An n-type thermoelectric with improved thermoelectric performance and efficiency, which is manufactured by manufacturing a solid solution of bismuth telluride-based (Bi ₂ Te _3- based) and bismuth selenide-based (Bi ₂ Se _3- based) and doping it with copper (Cu). ingredient.
According to claim 1,
The solid solution is an n-type thermoelectric material with improved thermoelectric performance and efficiency, characterized in that it forms a Bi ₂ Te ₃ -Bi ₂ Se ₃ solid solution (Bi ₂ Te _3-y Se _y ).
According to claim 1,
An n-type thermoelectric material with improved thermoelectric performance and efficiency, characterized in that it is manufactured by doping copper (Cu) after forming the solid solution to Bi ₂ Te _2.4 Se _0.6 Cu _0.01 .

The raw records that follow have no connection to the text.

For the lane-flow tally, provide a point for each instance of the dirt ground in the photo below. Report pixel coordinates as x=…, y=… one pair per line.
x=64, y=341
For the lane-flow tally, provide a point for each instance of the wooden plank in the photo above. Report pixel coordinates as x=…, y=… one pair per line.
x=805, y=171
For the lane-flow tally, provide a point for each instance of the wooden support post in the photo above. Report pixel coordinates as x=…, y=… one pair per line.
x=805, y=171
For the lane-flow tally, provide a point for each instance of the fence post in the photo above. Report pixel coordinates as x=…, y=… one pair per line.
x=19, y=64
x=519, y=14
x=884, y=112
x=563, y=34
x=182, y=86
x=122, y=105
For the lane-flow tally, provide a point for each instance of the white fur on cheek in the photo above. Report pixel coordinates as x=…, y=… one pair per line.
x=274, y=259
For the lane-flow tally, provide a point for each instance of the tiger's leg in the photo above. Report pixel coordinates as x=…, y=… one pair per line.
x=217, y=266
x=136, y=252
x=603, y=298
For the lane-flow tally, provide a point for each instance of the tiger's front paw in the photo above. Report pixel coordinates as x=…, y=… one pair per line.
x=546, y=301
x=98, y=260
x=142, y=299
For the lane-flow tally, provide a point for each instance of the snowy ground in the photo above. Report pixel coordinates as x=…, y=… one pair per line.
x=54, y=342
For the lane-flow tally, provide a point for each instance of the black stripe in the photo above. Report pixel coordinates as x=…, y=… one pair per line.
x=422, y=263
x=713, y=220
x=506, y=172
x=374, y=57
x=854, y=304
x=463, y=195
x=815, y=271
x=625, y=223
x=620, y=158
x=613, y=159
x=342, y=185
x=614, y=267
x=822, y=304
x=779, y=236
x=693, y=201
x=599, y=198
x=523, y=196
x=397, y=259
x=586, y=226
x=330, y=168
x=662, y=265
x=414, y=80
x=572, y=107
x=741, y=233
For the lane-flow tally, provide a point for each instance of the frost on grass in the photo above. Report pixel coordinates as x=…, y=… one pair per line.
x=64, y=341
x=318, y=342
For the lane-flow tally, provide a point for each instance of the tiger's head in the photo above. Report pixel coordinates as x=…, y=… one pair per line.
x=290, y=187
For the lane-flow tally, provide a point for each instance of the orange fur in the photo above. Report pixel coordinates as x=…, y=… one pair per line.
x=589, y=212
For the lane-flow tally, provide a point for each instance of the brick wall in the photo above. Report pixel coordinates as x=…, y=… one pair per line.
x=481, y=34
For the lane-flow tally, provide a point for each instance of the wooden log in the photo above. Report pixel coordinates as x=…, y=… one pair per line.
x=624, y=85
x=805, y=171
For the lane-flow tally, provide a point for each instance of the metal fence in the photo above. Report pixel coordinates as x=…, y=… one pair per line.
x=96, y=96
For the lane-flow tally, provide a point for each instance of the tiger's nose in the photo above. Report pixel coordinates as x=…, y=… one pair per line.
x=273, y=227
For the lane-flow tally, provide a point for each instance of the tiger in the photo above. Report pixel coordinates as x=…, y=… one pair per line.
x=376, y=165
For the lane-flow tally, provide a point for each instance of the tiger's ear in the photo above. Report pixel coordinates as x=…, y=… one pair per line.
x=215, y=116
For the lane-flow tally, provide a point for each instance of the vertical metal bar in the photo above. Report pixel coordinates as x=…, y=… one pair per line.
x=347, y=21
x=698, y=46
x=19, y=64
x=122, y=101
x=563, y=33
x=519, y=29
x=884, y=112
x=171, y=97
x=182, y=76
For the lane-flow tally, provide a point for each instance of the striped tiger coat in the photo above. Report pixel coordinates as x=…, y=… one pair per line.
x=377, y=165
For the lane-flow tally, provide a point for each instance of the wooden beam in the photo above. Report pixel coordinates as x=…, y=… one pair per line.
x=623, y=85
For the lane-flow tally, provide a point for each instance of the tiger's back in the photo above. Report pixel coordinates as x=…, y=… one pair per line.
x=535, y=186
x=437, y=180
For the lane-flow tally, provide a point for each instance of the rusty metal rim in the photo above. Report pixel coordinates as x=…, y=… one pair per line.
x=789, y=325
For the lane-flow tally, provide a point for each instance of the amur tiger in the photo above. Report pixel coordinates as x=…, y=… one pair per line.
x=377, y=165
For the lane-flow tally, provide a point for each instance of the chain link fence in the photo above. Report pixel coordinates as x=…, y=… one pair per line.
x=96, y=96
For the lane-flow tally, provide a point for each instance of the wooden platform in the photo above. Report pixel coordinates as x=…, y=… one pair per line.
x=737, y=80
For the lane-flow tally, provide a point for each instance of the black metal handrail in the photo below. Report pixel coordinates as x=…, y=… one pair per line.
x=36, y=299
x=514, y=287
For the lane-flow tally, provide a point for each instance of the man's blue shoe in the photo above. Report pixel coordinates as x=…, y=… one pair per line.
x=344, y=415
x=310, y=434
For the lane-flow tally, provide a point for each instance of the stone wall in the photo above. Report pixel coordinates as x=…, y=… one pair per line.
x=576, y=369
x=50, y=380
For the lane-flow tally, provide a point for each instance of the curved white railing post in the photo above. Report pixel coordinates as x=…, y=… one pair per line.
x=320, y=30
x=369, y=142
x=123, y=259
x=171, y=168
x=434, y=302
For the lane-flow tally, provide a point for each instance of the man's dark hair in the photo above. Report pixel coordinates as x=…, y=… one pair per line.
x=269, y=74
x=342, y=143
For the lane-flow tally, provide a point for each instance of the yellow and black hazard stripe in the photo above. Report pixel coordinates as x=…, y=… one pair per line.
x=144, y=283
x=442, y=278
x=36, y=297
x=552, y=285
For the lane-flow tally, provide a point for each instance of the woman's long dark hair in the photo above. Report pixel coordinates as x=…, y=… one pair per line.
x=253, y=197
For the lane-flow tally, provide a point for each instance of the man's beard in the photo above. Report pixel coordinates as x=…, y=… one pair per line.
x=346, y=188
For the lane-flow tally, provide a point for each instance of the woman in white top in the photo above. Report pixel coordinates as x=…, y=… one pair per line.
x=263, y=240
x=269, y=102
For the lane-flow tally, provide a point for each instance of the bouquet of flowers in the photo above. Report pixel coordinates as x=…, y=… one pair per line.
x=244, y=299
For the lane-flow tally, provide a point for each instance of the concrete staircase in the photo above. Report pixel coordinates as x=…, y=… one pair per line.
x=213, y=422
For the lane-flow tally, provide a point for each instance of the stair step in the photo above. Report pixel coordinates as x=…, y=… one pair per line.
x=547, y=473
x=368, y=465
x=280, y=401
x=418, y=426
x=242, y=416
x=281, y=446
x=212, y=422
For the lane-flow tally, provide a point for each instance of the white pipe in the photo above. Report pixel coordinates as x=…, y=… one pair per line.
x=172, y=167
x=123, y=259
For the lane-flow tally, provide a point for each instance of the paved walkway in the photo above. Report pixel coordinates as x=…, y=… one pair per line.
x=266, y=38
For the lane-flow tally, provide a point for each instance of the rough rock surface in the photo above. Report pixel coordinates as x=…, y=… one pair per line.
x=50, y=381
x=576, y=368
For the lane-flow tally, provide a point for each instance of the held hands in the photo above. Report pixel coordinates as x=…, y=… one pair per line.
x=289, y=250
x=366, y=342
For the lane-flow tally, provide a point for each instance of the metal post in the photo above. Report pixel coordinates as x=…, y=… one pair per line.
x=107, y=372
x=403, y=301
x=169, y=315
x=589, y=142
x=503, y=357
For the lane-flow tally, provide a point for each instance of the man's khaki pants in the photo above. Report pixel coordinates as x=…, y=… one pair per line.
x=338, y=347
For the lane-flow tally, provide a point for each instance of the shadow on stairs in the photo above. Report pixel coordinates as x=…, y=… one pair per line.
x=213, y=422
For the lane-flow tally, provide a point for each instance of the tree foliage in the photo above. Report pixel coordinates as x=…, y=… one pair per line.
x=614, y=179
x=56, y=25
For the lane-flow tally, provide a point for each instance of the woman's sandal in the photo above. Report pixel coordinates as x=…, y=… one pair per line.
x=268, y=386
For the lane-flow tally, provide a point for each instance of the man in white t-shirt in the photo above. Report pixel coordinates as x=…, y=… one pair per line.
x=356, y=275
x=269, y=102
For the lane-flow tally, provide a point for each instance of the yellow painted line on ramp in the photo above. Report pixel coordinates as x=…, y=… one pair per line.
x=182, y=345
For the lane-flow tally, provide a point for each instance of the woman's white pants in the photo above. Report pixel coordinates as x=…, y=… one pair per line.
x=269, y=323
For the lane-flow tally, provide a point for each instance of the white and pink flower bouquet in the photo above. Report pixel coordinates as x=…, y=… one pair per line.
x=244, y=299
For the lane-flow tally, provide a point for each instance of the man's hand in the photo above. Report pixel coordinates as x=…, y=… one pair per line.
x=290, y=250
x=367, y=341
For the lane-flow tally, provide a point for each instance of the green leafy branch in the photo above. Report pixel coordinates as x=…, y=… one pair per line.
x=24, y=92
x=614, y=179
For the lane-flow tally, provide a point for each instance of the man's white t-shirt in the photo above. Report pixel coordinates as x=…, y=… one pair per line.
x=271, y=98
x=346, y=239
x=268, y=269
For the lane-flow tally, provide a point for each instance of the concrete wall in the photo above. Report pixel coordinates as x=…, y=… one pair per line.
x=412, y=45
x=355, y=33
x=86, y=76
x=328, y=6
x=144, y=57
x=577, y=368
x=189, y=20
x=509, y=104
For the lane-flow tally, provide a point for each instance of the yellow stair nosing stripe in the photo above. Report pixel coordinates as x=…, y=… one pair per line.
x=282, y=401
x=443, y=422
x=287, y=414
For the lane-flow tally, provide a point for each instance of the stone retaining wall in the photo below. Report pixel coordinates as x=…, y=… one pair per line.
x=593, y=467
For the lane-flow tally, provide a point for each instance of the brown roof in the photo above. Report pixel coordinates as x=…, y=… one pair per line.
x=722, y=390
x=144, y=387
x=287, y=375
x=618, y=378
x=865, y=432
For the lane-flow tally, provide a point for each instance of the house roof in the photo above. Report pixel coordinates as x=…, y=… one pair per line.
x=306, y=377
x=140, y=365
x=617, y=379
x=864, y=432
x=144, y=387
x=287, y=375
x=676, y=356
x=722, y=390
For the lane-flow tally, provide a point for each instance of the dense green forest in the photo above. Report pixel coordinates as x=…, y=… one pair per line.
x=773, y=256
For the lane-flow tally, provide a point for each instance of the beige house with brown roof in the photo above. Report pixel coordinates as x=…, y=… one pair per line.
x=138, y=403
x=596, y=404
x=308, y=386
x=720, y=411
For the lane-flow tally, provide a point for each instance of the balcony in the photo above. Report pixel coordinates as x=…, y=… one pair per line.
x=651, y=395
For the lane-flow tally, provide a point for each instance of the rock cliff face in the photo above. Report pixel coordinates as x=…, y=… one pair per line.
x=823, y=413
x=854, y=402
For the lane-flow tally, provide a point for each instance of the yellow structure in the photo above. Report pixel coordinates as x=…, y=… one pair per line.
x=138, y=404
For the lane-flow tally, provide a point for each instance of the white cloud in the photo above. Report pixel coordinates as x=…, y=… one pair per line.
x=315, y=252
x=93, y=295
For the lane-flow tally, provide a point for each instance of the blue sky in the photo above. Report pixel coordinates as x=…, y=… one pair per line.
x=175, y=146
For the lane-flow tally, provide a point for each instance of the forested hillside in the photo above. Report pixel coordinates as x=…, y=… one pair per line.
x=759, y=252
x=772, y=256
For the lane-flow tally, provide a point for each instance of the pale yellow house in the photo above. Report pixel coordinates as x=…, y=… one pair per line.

Solid solution synthesis step of bismuth telluride-based (Bi ₂ Te _3- based) and bismuth selenide-based (Bi ₂ Se ₃ based); and
A method of manufacturing an n-type thermoelectric material with improved thermoelectric performance and efficiency, comprising the step of doping the solid solution by adding copper (Cu).
According to claim 4,
A method for manufacturing an n-type thermoelectric material with improved thermoelectric performance and efficiency, characterized in that Bi ₂ Te _3-y Se _y solid solution is synthesized by a closed dissolution method in the solid solution synthesis step.